Protected health information may be accessed, used, or disclosed only by authorized personnel and business associates; provided, however, such access, use or disclosure shall be restricted to the minimum necessary to execute their respective responsibilities. The unauthorized access to, or unauthorized use or disclosure of, health information in a health record shall subject the responsible employee to disciplinary action up to and including suspension or termination of employment.



C. Individual Rights



1. General Rule. Individuals have the right, except as otherwise provided by applicable regulation, to request to:



a. inspect and obtain copies of their own protected health information in their health record, subject to specific exceptions provided for by law or regulation;

b. request the amendment of their health information in their health record; and

c. request an accounting of disclosures of their health information, except for those made for purpose of:

(i) treatment, payment an health care operations; or

(ii)authorized by the individual.



2. Restrictions on Use and Disclosure.



a. Requests. Individuals are permitted to request restrictions on the uses and disclosure of protected health information (i) treatment, payment or health care operations; and, (ii) for instances in which use and disclosure is subject to objection or agreement by the individual pursuant to regulation.



b. Agreement to Restrict Use and Disclosure There is no requirement that any entity agree to restrict disclosure. However, in the event an agreement is made to restrict the use and/or disclosure of health information, such restriction shall be observed except as otherwise permitted by regulation to be used or disclosed for purposes of providing emergency care to the requestor.



c. Termination of Restriction. As provided by regulation, the restriction may be terminated by the individual in writing or orally or by the group health plan. In the event the termination of the restriction is by the group health plan, such termination is only effective as to protected health information created or received after notifying the individual of termination.



3. Request for Confidential Communication.

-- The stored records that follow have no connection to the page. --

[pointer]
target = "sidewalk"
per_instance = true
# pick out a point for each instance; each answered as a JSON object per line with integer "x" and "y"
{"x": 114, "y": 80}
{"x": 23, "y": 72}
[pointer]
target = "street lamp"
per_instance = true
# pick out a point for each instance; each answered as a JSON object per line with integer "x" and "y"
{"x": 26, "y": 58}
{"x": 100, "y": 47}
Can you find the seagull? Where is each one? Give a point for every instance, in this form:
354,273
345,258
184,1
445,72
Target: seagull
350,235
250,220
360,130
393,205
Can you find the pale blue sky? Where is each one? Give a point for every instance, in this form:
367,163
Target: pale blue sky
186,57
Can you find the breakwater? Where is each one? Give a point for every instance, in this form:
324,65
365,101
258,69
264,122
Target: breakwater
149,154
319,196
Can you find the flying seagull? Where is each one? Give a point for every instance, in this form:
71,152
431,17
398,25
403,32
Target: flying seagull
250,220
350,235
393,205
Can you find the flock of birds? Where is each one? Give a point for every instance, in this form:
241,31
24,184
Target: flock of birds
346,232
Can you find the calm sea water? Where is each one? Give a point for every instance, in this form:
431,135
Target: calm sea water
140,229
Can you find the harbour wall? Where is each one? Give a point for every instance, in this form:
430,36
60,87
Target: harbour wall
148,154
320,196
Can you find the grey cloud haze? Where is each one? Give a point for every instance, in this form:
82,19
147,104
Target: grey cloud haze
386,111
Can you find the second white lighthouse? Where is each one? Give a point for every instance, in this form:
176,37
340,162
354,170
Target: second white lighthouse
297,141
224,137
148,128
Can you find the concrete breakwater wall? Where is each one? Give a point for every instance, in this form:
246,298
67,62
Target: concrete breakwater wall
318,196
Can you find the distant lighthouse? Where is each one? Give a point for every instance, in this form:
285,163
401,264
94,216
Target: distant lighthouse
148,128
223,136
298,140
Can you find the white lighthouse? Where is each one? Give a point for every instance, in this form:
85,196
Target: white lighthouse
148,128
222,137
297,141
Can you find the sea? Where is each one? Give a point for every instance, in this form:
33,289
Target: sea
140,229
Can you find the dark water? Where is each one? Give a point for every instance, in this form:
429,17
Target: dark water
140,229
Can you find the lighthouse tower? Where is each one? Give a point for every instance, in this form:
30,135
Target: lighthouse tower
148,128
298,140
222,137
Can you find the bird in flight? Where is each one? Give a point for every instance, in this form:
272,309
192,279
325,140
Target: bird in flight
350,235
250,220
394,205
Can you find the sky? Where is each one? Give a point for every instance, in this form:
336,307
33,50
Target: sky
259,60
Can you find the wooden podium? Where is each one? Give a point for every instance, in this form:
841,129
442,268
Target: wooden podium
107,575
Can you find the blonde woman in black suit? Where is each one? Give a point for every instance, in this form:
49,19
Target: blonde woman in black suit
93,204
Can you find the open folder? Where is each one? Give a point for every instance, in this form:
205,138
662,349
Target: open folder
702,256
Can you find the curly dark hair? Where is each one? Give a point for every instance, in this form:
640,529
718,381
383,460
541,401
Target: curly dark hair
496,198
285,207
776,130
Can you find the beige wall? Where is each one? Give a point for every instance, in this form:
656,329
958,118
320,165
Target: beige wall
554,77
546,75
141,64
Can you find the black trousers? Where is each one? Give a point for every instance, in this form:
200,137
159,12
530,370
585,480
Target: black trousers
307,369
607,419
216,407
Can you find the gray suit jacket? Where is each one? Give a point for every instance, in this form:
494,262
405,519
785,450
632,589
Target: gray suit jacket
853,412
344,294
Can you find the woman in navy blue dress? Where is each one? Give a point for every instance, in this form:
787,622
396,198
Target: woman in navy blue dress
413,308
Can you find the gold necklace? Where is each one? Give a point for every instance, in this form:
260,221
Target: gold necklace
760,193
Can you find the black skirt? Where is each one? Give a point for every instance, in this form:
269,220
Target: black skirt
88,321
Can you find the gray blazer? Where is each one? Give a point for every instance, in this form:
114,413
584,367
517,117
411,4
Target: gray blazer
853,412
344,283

a Request. Individuals are permitted to request that protected health information be communicated to them by alternative means or at alternative locations if disclosure of all or part of the information endangers the individual.



b. Conditions for Request. A request for confidential communication must be made in writing, specify the alternative address or other method of contact and state that disclosure of all or part of the information to which the request pertains could endanger the individual.



4. Marketing and Fundraising. Except as otherwise permitted by regulation. protected health information may not be used or disclosed for marketing or fundraising purposes. The terms "Marketing" and Fundraising" shall have the meanings provided for in the Secretary's regulations.



5. Notice of Privacy Practices. Individuals participating in the group health plan shall be provided the Notice of Privacy Practices required by law and regulation and shall include a reservation of rights to change the privacy practices and the terms of the required notice as permitted by regulation.



6. Complaints. Individuals who have a concern the group health plan may have violated their rights may file a complaint with the Contract Office designated on the Notice of Privacy Practices or may file a written complaint with the U.S. Department of Health and Human Services. Should an individual wish to file a complaint with the U.S. Department of Health and Human Services, the Contact Office will furnish that address.



7. Privacy Officer. _____________________is designated as the person to serve as the entities Privacy Officer required by regulation to develop and implement all procedures for compliance with HIPAA.